Meaningful vote put on hold despite fears of time running out
Theresa May has admitted she will not get a Brexit deal in time for MPs to hold a “meaningful vote” this week, amid warnings time is running out for an agreement before Britain leaves the EU .
The British prime minister, attending an EU-League of Arab States summit, said negotiations with Brussels on the Northern Ireland backstop were still ongoing.
However, she pledged that MPs would be given a final say on the terms of Britain's withdrawal from the EU by March 12 at the latest.
Speaking to reporters on the flight out to the Red Sea resort of Sharm el-Sheikh, Mrs May insisted she was sticking to her timetable for the UK to leave in less than five weeks' time.
“It is still within our grasp to leave the European Union with a deal on March 29,” she said.
However, her acknowledgement that she cannot get a deal to put to MPs this week, means there will now be a further series of votes in the Commons on an amendable government motion on Wednesday.
A cross-party group of MPs seeking to block a no-deal break immediately confirmed they would be tabling an amendment giving the House the power to demand a delay to Brexit if an agreement is not in place by the middle of next month.
Labour MP Yvette Cooper, who drew up the plan with Conservative former minister Sir Oliver Letwin, said it would become the “real meaningful vote” on the Brexit deal.
“The prime minister isn't acting responsibly in the national interest, but MPs from all sides need to do so,” she said.
Mrs May denied collective cabinet responsibility had broken down after three pro-EU ministers signalled that they could vote for the Cooper amendment.
Amber Rudd, Greg Clark and David Gauke said there was now a clear Commons majority in favour of extending the Article 50 withdrawal process rather than see a “disastrous” no-deal break.
Mrs May said it was “not a surprise to anybody” that there were strong views around the cabinet table on the issue.
But with reports that up 100 Tory MPs could be prepared to defy the whips and back the amendment – with up to 20 ministerial resignations – Mrs May said a delay would not resolve the deadlock.
“Now, often people talk about the extension of Article 50 as if that will actually solve the issue. Of course it won't. It defers the point of decision,” she said.
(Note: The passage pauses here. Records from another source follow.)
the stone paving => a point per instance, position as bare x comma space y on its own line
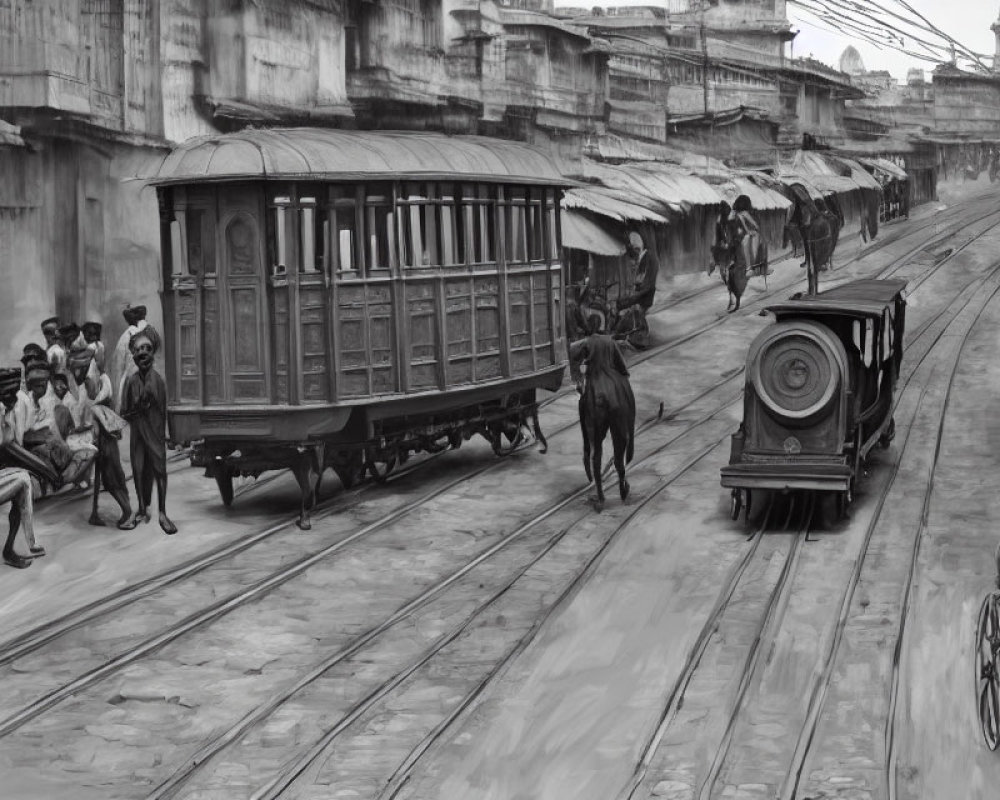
123, 735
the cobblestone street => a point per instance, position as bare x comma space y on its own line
428, 638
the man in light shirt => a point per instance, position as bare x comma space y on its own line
15, 482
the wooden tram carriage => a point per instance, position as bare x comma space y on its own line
342, 299
819, 392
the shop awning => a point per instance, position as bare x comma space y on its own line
761, 197
610, 204
661, 186
887, 168
580, 233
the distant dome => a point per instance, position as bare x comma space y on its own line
850, 61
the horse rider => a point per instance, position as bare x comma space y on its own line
606, 403
633, 307
15, 480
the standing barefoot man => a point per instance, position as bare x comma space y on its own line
144, 405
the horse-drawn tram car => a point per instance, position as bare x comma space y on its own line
819, 392
343, 299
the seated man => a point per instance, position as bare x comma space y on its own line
15, 481
37, 429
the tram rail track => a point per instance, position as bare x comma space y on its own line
40, 638
779, 598
279, 783
675, 697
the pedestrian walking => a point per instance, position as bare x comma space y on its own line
95, 398
122, 364
55, 353
92, 336
632, 308
36, 428
144, 407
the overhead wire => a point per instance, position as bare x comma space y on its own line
850, 14
941, 33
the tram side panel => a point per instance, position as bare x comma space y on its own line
265, 314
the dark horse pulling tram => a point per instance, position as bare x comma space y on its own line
819, 392
342, 299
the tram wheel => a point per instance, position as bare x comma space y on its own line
224, 480
890, 433
381, 474
735, 504
844, 500
987, 677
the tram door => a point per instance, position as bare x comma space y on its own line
240, 348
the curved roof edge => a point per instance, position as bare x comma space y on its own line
329, 154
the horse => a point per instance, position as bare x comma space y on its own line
606, 404
818, 228
738, 250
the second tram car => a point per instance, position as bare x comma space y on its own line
343, 298
819, 392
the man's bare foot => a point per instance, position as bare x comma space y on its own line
168, 527
12, 559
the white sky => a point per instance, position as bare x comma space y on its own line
968, 21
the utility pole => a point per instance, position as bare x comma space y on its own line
704, 55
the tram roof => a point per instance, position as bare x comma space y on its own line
318, 153
864, 298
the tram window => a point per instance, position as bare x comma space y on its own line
448, 229
516, 224
200, 242
868, 354
478, 206
429, 230
419, 233
551, 242
280, 243
307, 230
380, 232
344, 224
176, 263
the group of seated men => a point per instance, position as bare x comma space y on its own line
60, 422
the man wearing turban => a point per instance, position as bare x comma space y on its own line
122, 366
92, 335
36, 427
633, 307
144, 406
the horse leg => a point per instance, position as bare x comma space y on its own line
596, 466
306, 477
537, 429
619, 439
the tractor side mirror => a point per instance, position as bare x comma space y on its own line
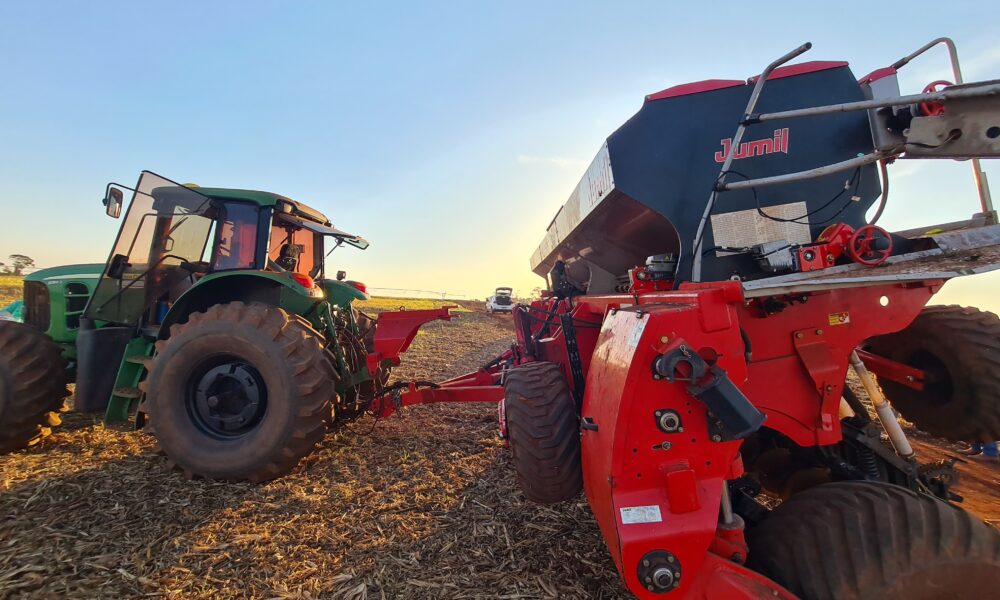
113, 202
“There will always come a point where we have to decide whether we accept the deal that's been negotiated or not. And that will be a decision for every member of parliament across the house.”
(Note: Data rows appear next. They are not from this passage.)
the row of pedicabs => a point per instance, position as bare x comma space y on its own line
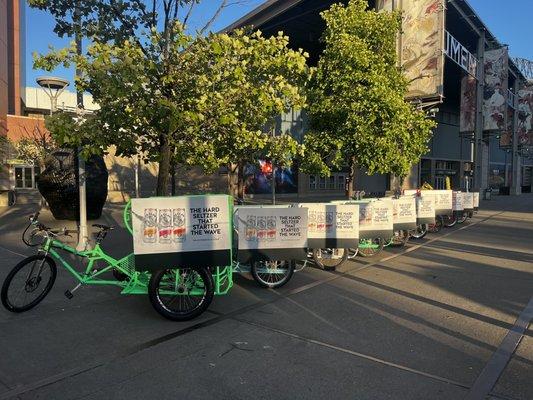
192, 245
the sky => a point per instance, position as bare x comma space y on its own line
511, 21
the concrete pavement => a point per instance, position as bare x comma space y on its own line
431, 321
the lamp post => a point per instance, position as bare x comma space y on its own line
53, 87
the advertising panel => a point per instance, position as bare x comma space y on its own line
332, 225
375, 219
458, 204
443, 202
468, 201
467, 118
271, 233
476, 201
182, 231
425, 209
525, 115
404, 213
421, 46
495, 92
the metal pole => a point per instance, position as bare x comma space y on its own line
478, 135
83, 237
516, 187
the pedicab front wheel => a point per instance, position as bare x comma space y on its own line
272, 274
181, 294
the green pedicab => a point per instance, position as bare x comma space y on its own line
178, 294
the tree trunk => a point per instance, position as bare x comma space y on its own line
164, 168
350, 189
233, 188
240, 182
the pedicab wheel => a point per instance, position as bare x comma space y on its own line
463, 218
272, 274
370, 247
181, 294
352, 253
449, 221
329, 259
400, 238
28, 283
420, 231
437, 226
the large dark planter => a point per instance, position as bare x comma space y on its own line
58, 185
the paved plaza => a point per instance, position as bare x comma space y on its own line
447, 317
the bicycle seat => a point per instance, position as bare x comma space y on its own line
104, 227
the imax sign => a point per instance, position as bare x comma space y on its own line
458, 53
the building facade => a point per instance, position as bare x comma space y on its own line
445, 50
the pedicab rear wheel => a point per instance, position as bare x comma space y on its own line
272, 274
329, 259
181, 294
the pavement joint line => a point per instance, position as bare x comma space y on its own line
501, 357
354, 353
162, 339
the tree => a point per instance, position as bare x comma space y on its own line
358, 114
150, 34
250, 80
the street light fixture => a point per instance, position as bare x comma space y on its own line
53, 87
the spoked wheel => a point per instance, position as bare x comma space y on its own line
370, 247
272, 274
181, 294
329, 259
437, 226
400, 238
420, 231
449, 220
352, 253
28, 283
462, 218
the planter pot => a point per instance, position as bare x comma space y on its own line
58, 185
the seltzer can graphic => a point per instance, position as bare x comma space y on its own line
321, 221
261, 228
271, 228
178, 225
311, 225
165, 225
150, 225
251, 230
330, 217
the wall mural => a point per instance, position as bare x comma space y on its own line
496, 86
525, 115
467, 121
421, 44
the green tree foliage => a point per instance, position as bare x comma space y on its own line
359, 117
182, 99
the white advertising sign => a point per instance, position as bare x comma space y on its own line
468, 201
404, 211
425, 209
476, 200
458, 204
181, 224
443, 201
272, 227
375, 215
332, 221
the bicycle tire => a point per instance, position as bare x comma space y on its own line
197, 274
371, 251
4, 295
400, 240
420, 232
272, 280
319, 260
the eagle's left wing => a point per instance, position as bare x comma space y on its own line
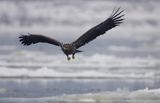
114, 20
36, 38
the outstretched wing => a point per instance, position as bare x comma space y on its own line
114, 20
34, 38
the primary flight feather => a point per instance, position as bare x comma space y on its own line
114, 20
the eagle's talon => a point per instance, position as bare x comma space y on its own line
68, 58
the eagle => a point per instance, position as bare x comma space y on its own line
115, 19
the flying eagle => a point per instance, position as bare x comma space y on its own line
72, 48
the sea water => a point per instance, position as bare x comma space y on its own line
122, 66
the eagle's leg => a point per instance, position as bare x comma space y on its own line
68, 58
73, 56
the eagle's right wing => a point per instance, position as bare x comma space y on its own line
114, 20
34, 38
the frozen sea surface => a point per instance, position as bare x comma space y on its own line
122, 66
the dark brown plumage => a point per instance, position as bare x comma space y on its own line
114, 20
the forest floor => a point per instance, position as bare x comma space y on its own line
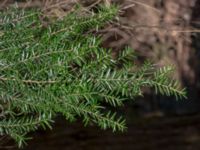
167, 33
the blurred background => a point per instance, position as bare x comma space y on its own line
164, 31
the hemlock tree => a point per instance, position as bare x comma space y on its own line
61, 68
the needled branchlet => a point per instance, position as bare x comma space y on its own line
62, 69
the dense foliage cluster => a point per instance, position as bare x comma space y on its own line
61, 68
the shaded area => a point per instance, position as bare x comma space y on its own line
169, 133
154, 122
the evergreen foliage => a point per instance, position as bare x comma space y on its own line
62, 69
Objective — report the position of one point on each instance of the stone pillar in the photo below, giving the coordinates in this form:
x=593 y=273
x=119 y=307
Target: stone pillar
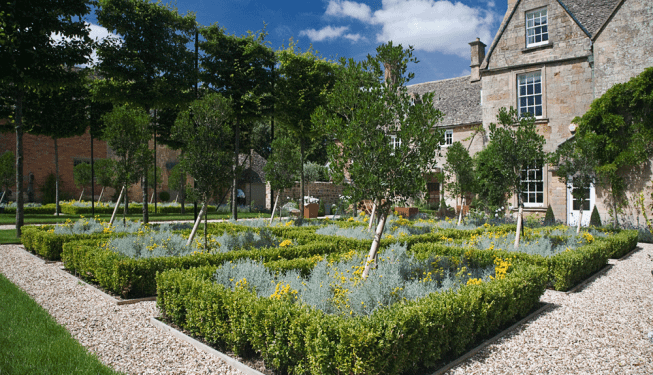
x=478 y=54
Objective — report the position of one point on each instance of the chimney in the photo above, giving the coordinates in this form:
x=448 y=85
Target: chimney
x=478 y=54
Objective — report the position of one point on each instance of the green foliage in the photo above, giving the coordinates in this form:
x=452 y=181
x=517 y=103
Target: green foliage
x=82 y=174
x=364 y=114
x=460 y=170
x=403 y=338
x=283 y=166
x=516 y=145
x=205 y=131
x=164 y=196
x=126 y=132
x=595 y=219
x=618 y=126
x=105 y=172
x=549 y=218
x=7 y=170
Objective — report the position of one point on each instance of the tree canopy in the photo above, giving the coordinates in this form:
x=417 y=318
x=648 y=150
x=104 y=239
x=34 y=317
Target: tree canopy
x=386 y=140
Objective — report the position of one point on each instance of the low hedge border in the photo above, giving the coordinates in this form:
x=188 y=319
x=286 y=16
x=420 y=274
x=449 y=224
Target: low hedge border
x=565 y=269
x=406 y=337
x=50 y=245
x=135 y=278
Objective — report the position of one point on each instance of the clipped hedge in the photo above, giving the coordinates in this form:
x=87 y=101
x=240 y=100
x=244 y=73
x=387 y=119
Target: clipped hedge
x=135 y=278
x=46 y=209
x=50 y=245
x=406 y=337
x=565 y=269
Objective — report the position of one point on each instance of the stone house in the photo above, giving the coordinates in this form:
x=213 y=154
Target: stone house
x=551 y=58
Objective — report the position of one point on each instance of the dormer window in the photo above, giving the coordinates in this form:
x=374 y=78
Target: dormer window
x=537 y=28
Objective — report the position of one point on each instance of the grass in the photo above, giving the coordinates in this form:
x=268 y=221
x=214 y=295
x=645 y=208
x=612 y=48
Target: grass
x=51 y=219
x=31 y=342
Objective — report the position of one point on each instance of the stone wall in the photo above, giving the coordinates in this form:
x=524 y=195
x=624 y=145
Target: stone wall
x=625 y=46
x=566 y=38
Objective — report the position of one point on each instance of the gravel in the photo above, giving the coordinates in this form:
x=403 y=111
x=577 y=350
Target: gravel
x=602 y=329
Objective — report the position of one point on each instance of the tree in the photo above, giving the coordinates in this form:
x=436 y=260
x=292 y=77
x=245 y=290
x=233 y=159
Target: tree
x=7 y=172
x=492 y=180
x=516 y=146
x=150 y=65
x=126 y=132
x=239 y=68
x=58 y=113
x=82 y=176
x=31 y=59
x=619 y=124
x=365 y=114
x=205 y=130
x=576 y=162
x=282 y=166
x=460 y=171
x=104 y=173
x=302 y=87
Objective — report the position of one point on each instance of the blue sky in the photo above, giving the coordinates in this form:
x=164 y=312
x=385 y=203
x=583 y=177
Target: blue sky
x=439 y=30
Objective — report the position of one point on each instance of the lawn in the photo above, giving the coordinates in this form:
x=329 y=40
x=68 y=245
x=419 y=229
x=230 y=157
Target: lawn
x=31 y=342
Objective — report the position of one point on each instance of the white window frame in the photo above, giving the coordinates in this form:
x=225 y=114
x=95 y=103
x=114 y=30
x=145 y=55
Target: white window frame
x=531 y=190
x=394 y=142
x=448 y=138
x=537 y=27
x=530 y=88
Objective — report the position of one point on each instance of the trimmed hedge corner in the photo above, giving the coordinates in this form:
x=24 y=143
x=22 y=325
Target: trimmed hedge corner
x=405 y=337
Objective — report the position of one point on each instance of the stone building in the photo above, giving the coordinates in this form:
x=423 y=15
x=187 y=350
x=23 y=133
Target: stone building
x=551 y=58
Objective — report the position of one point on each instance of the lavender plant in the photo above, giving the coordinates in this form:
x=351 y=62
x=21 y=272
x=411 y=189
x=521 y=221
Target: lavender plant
x=337 y=287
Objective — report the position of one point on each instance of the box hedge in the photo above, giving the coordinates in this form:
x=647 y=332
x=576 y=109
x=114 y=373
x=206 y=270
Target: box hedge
x=406 y=337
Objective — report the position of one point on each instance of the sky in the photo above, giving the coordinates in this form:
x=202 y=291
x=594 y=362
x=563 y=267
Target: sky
x=439 y=30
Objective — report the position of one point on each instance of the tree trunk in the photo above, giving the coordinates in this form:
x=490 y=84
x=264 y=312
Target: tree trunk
x=144 y=185
x=369 y=225
x=19 y=164
x=462 y=207
x=520 y=222
x=115 y=209
x=56 y=177
x=301 y=178
x=197 y=224
x=125 y=206
x=182 y=193
x=580 y=215
x=375 y=243
x=234 y=192
x=274 y=208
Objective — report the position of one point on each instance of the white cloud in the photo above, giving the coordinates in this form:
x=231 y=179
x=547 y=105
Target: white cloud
x=361 y=12
x=325 y=33
x=428 y=25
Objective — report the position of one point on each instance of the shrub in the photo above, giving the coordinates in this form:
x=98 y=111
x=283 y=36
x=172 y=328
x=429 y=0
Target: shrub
x=407 y=337
x=595 y=219
x=549 y=218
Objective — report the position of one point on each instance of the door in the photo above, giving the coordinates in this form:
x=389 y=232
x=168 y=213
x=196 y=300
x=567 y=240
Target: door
x=573 y=205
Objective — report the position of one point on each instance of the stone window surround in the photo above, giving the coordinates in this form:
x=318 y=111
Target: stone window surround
x=445 y=142
x=548 y=34
x=514 y=83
The intervention of the three ministers infuriated some Tory Brexiteers, who demanded they were sacked – a call reportedly echoed by some ministers in private.
However, Environment Secretary Michael Gove, who was one of the leaders of the official Leave campaign in the referendum cautioned against a “heresy hunt”.
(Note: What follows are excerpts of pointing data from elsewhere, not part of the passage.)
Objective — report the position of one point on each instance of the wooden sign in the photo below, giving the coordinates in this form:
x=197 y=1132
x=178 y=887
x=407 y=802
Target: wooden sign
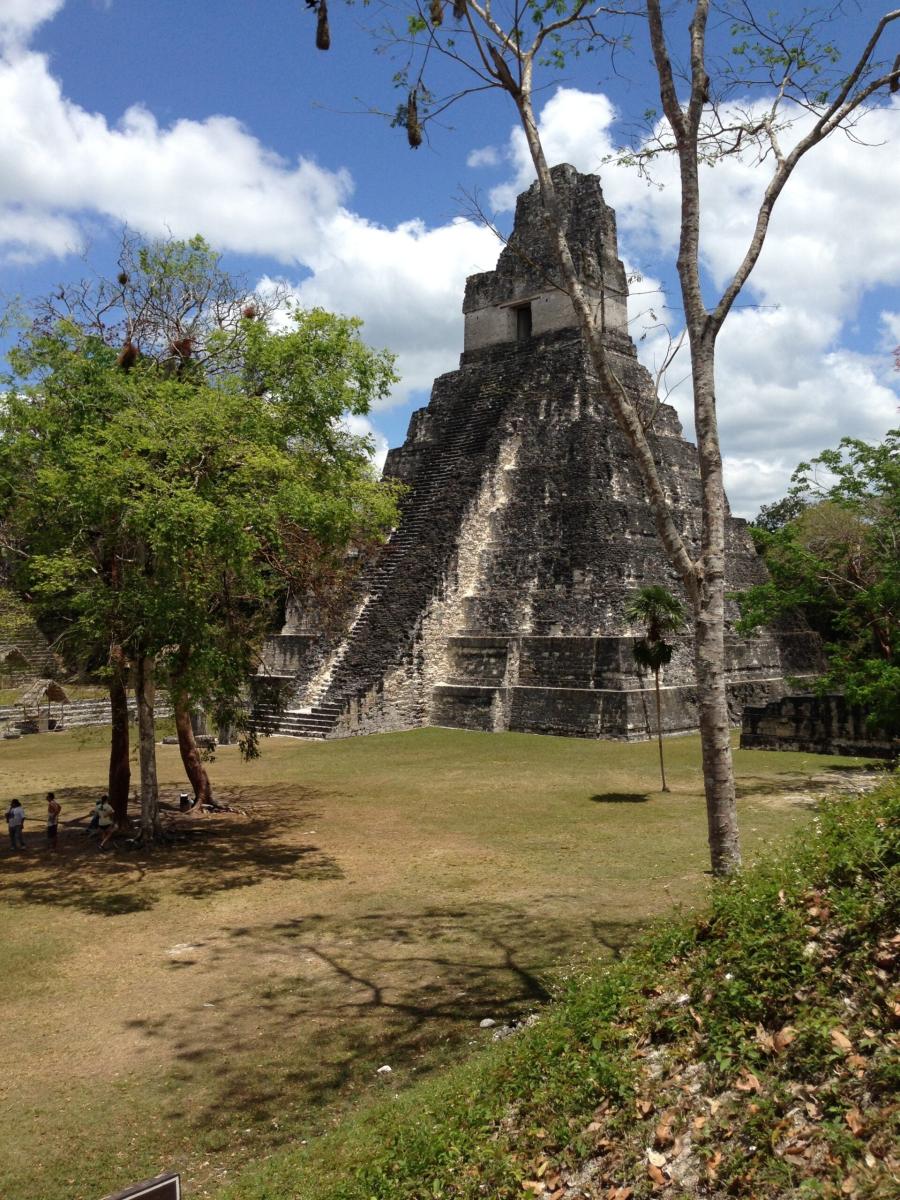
x=162 y=1187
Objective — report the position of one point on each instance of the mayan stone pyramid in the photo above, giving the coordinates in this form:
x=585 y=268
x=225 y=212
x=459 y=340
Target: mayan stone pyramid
x=498 y=603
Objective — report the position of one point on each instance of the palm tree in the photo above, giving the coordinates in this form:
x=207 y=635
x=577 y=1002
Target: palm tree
x=660 y=613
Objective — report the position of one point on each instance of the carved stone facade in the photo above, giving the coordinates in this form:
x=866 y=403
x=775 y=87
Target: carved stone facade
x=815 y=725
x=498 y=603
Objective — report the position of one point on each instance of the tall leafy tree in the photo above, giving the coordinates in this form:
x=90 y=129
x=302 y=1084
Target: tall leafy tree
x=660 y=613
x=781 y=91
x=163 y=484
x=838 y=561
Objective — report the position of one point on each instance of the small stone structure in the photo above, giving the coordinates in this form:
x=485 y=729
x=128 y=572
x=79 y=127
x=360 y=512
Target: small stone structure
x=498 y=603
x=814 y=725
x=24 y=653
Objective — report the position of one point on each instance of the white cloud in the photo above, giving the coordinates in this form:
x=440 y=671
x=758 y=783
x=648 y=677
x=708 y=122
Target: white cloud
x=787 y=384
x=891 y=329
x=406 y=283
x=361 y=427
x=210 y=175
x=487 y=156
x=29 y=237
x=65 y=165
x=786 y=381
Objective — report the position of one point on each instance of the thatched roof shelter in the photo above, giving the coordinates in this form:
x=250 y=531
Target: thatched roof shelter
x=12 y=659
x=43 y=690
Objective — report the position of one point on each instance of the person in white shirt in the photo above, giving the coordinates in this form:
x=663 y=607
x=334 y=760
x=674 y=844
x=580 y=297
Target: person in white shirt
x=106 y=823
x=16 y=821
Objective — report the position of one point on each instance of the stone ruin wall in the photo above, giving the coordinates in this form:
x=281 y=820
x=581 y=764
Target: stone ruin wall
x=499 y=601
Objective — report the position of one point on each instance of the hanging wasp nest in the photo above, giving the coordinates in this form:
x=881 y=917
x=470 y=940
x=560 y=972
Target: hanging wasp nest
x=414 y=130
x=323 y=34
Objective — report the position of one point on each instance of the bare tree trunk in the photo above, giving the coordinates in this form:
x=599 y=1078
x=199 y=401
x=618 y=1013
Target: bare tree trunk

“They are good colleagues,” he told BBC1's The Andrew Marr Show.
“I think it would be completely inappropriate, given the nature of the conversations that the country is having about Brexit, to try to strike macho postures when what we really need is unity.”
Mrs May is using her attendance at the summit to hold a series of one-to-one meetings with key EU figures, including European Council president Donald Tusk who she met on Sunday.
Talks are due to resume in Brussels tomorrow in an attempt to resolve the impasse over the backstop, with the government seeking legally binding assurances it will not leave Britain tied to EU rules indefinitely.
Labour said the latest delay to the meaningful vote was “the height of irresponsibility and an admission of failure”.
Shadow Brexit secretary Sir Keir Starmer said: “Theresa May is recklessly running down the clock in a desperate attempt to force MPs to choose between her deal and no-deal.
“Parliament cannot stand by and allow this to happen.”